In time, this team developed custom panels to serve Cruise-specific needs, which became more finely tuned as Webviz moved away from its legacy foundations. The latest production version enables users to save configurations and share among teammates the parameters needed for workflows, and to tap into Cruise’s other internal tools to watch simulations as they run or stream historical data directly from a data lake.
The open source release of Webviz isn’t quite as robust, but it contains a collection of general panels applicable to most robotics developers, according to Weon. New panels are already in the works, and Cruise intends to release a public API that’ll allow developers to build custom panels themselves.

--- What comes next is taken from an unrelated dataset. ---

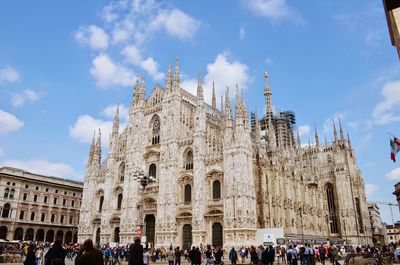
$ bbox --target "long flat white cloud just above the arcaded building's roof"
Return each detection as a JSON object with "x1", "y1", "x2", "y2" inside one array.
[{"x1": 2, "y1": 159, "x2": 76, "y2": 178}]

“By streamlining the process by which we understand how our AVs see the world, interpret data, and make decisions on the road, Webviz has accelerated progress towards our mission — building the world’s most advanced self-driving vehicles to safely connect people with the places, things and experiences they care about,” Weon wrote. “Through it all, our guiding philosophy has been to provide users with a flexible set of tools that they can configure, extend, and customize for a variety of unique workflows.”
Webviz’s public launch comes after Cruise’s open-sourcing of Worldview, a graphics stack of 2D and 3D scenes with accompanying mouse and movement controls, click interaction, and a suite of built-in commands, and that came shortly after Uber open-sourced a web-based platform for vehicle data dubbed Autonomous Visualization System (AVS). Cruise’s and Uber’s contributions advance something of an open source trend in the autonomous vehicles industry — last year, Beijing, China-based tech giant Baidu and the University of California at Berkeley released large-scale self-driving corpora Apollo Scape and BDD100K, respectively, and startup NuTonomy in September debuted a self-driving data set — nuScenes — that it claimed at the time was the “largest open-source, multi-sensor self-driving dataset available to public.”

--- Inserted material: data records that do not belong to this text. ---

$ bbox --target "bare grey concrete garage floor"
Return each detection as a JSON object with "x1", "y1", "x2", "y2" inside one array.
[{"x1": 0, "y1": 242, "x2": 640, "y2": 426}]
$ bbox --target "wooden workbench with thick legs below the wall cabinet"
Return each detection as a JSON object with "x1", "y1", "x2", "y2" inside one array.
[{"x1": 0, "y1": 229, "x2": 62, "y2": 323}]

Separately this week at the IEEE Conference on Computer Vision and Pattern Recognition (CVPR) 2019 in Long Beach, California, Google parent company Alphabet’s Waymo released a new high-quality multimodal sensor data set for autonomous driving, featuring some 3,000 driving scenes totalling 16.7 hours of video data, 600,000 frames, and approximately 25 million 3D bounding boxes and 22 million 2D bounding boxes. Other similar collections include Mapillary’s Vistas data set of street-level imagery, the KITTI collection for mobile robotics and autonomous driving research, and the Cityscapes data set developed and maintained by Daimler, the Max Planck Institute for Informatics, and the TU Darmstadt Visual Inference Group.